Foi ali, bem ali naquele balcão de bar, no fim de uma noite ruim, que Gustavo soube que estava apaixonado. Ela continuava com a história (“O nome dele é Walt Jabsco. Se você falar o nome, ele vai embora. Walt Jabsco. Não esquece.”), e ele fascinado mais pelo timbre da voz, pelo corte de cabelo assimétrico com uma mecha que caía sobre a testa e pendulava quando ela gesticulava, pelo nariz grande e um pouco torto para a esquerda, pelos olhos castanhos que brilhavam de álcool e entusiasmo pela lenda urbana do homem que flutuava.

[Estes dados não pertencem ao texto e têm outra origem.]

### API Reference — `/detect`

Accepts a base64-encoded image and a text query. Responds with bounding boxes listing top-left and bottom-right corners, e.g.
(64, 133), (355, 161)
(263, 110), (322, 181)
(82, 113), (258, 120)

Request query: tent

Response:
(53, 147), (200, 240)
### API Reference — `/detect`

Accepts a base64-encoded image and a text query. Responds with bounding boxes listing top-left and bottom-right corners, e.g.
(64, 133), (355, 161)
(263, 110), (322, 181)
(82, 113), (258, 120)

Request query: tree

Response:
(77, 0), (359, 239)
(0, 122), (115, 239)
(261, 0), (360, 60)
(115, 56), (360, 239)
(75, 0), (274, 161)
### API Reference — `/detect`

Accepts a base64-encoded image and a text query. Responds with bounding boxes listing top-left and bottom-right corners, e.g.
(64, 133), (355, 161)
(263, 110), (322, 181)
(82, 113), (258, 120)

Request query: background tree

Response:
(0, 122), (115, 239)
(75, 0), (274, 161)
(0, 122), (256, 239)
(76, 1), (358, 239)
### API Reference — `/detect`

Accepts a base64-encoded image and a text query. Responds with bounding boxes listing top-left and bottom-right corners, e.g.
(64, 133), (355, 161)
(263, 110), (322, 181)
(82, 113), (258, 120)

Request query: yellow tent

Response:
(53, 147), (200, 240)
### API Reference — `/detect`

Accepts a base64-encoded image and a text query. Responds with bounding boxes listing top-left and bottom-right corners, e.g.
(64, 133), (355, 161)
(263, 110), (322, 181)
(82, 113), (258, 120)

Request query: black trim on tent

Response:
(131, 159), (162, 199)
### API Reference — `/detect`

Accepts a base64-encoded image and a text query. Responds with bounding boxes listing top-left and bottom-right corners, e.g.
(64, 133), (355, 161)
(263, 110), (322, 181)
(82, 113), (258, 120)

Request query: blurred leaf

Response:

— Você não tá nem escutando né, né?
— Claro que sim — disse Gustavo, só querendo que os lábios carnudos sem batom não parassem de se mover. — Esse cara… como é o nome?
— Walt Jabsco.
— Esse Walt aí, um cara branco, alto, de terno e gravata e chapéu fedora…
— Fedora não: pork pie. Igual o do Buster Keaton, mas de feltro.
— Esse cara de chapéu de Buster Keaton… Faz o quê? Visita as pessoas? Tipo uma Testemunha de Jeová? “Bom dia, você teria um minuto para a palavra de Walt?”.
— Você não leva a sério!
— Levo, claro que levo, Karina! Seriíssimo. Mas é que já bebi um pouco demais, estou com dificuldade de gravar os detalhes. Conta de novo.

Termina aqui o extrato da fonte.